Allá por el 2006 publiqué en Diario LA RIOJA un artículo titulado ‘Vuelve el Tontódromo’ donde elucubraba sobre la reaparición de hordas adolescentes en el paseo de las Cien Tiendas. Ignoro si la recuperación de tal enclave como paso de paloma para los púberes logroñeses ha fraguado finalmente: lo que tengo seguro es que su recuperación como cabeza de puente para el vermú dominical sigue sin cuajar. Entre otras cosas, porque el vermú en general ha dimitido. Falleció años ha en Logroño, vaya usted a saber por qué. En aquel artículo me maliciaba si habría perecido a manos de Valdezcaray: la costumbre de visitar la estación de esquí riojana y sus gemelas pirenaicas despobló de potencial clientela aquellos bares del entorno de Jorge Vigón y Juan XIII, así como al resto del sector hostelero. También admito que los nuevos usos noctámbulos que imponen regresar a casa de amanecida quita encanto a eso de despertarse al mediodía y encaminarse hacia la barra favorita, de modo que Logroño parece un desierto a la hora del aperitivo cada domingo. Excuso comentar entre semana. Una pena.
Sobre todo, si se compara con las ciudades vecinas, donde tan civilizada costumbre se mantiene. Uno alarga la hora de volver a casa a por el almuerzo, picotea allí o allá, va saltando de tertulia en tertulia y pasa revista al censo logroñés. Así sucede, según he comprobado, en las vecinas Bilbao (ciudad de gran tamaño) o Soria (menos poblada). Pero en nuestras calles… Parece un imposible, porque los domingos ni siquiera están abiertos muchos bares. Cerrados gran parte de ellos, el paseo matutino acaba en la Estación Nostalgia. Nostalgia por aquel tiempo en que uno ni siquiera podía entrar en Cibeles: lo impedía una multitud acodada en la barra y otra de similar tamaño parapetada afuera en torno a la puerta. El vecino Torcuato presentaba el mismo llenazo de no hay billetes, de modo que la masa acudía al Napoli… y más de lo mismo. El Porto Novo, parecido. El Amalis, otro tanto.

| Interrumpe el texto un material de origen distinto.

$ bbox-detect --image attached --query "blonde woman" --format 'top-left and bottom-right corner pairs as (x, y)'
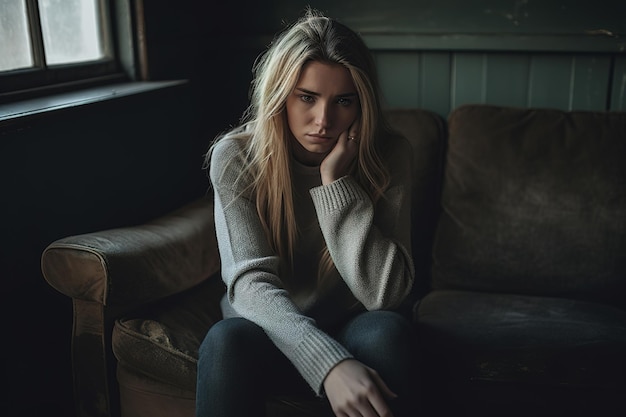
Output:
(196, 10), (414, 417)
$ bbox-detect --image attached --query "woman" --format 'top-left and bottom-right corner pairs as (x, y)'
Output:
(196, 10), (414, 417)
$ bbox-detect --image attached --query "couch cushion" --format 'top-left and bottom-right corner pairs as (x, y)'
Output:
(112, 276), (224, 392)
(416, 290), (626, 388)
(386, 109), (445, 297)
(433, 105), (626, 305)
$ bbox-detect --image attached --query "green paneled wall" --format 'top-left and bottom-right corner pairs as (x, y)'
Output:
(374, 50), (626, 116)
(222, 0), (626, 117)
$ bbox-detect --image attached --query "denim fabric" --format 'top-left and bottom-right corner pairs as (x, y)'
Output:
(196, 311), (415, 417)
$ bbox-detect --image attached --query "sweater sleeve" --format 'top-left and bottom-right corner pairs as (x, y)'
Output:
(210, 140), (352, 395)
(311, 138), (415, 310)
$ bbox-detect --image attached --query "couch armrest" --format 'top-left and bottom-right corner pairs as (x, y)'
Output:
(41, 197), (220, 417)
(41, 197), (220, 310)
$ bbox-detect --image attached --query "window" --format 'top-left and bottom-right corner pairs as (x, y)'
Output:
(0, 0), (123, 100)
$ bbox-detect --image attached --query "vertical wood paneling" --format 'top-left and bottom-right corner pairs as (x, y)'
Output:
(450, 52), (487, 108)
(374, 50), (626, 117)
(569, 55), (611, 110)
(420, 52), (451, 117)
(610, 56), (626, 111)
(528, 54), (573, 110)
(485, 54), (530, 107)
(374, 51), (421, 107)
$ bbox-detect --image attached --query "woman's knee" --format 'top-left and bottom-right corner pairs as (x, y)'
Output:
(198, 318), (266, 361)
(340, 311), (414, 351)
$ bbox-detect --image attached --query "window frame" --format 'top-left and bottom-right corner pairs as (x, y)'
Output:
(0, 0), (132, 103)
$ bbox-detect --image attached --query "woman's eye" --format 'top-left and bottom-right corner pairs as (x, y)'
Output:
(337, 97), (352, 107)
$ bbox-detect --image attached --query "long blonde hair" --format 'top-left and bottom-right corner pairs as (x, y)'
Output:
(206, 8), (391, 277)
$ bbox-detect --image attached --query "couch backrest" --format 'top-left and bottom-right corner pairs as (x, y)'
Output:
(432, 105), (626, 303)
(386, 109), (445, 297)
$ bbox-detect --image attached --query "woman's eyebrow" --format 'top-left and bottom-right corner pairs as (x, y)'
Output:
(296, 87), (358, 97)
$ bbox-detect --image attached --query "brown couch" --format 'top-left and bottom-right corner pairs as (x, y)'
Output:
(42, 105), (626, 417)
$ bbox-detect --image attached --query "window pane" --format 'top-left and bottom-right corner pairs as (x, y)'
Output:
(0, 0), (33, 71)
(39, 0), (104, 65)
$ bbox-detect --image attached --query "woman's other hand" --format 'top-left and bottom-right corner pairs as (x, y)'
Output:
(324, 359), (396, 417)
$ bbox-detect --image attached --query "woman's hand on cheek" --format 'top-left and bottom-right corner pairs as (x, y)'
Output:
(320, 122), (359, 185)
(324, 359), (396, 417)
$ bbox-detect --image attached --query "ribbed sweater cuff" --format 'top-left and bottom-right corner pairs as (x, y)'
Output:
(310, 176), (367, 212)
(294, 332), (352, 396)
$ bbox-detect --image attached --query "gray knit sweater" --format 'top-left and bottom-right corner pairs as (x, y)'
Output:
(210, 133), (414, 394)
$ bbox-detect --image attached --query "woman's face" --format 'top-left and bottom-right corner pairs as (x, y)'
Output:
(286, 61), (360, 165)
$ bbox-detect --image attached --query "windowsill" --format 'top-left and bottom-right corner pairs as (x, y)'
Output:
(0, 80), (187, 125)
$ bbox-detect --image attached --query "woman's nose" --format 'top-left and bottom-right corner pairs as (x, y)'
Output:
(315, 103), (331, 128)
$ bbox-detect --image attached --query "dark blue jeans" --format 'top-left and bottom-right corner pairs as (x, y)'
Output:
(196, 311), (417, 417)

La ruta proseguía hacia la mentada Jorge Vigón con parada en Dickens (local enanísimo en la esquina con Juan XXIII que más tarde devino en bar de copas) y Wellington, como si estuviéramos en Londres. Era igualmente vano intentar tomarse un vino en Majari, por lo angosto del espacio y por el gentío que lo asaltaba. Más sencillo era ocupar un hueco en la larguísima barra del Drugstore, mi preferido de entre todos los citados, que contaba con la ventaja de pinchar música bastante decente… si Simple Minds te gustaba tan obsesivamente como a su dueño. La muchedumbre se diseminaba a la altura del Amazonas (con su coqueto reservado para ver la tele y jugar la partida) y, sobre todo, por Vivero, una barra muy chic así llamada por las piezas de marisco que ofrecía… pero que casi nadie se podía permitir.
El viaje acabó alcanzando a la aledaña avenida de Colón (Apolo, Tizona, Texas) hasta conquistar incluso la calle Villamediana, donde se emplazó la primera sede del Bodegón Andaluz: la ronda acababa por lo tanto con sabor a amontillado y aroma de aceitunas negras. Que intente alguien este próximo domingo una excursión semejante: acabará como yo, derramando una imaginaria lágrima por aquel rito desaparecido.
P.D. Me temo que desaparecida la costumbre del aperitivo, las ventas de vermú habrán declinado en consecuencia. Nada que ver con la época en que triunfaba el Martini y resto de productos de sello italiano (Campari, Cinzano: aquellas bebidas tenían nombre de ciclistas), con algún momento de auge francés: sí, también llegamos a sucumbir al Pastis y derivados. Ignorábamos entonces que La Rioja contaba con su propia contribución al célebre trago que siempre imaginamos originario de la soleada península: sí, el vermú también puede ser autóctono. Basta un recorrido por nuestros bares para confirmarlo: allí brotan los apellidos del cenicerense Pascali o del jarrero Lacuesta, en cuyo honor brindo esta entrada.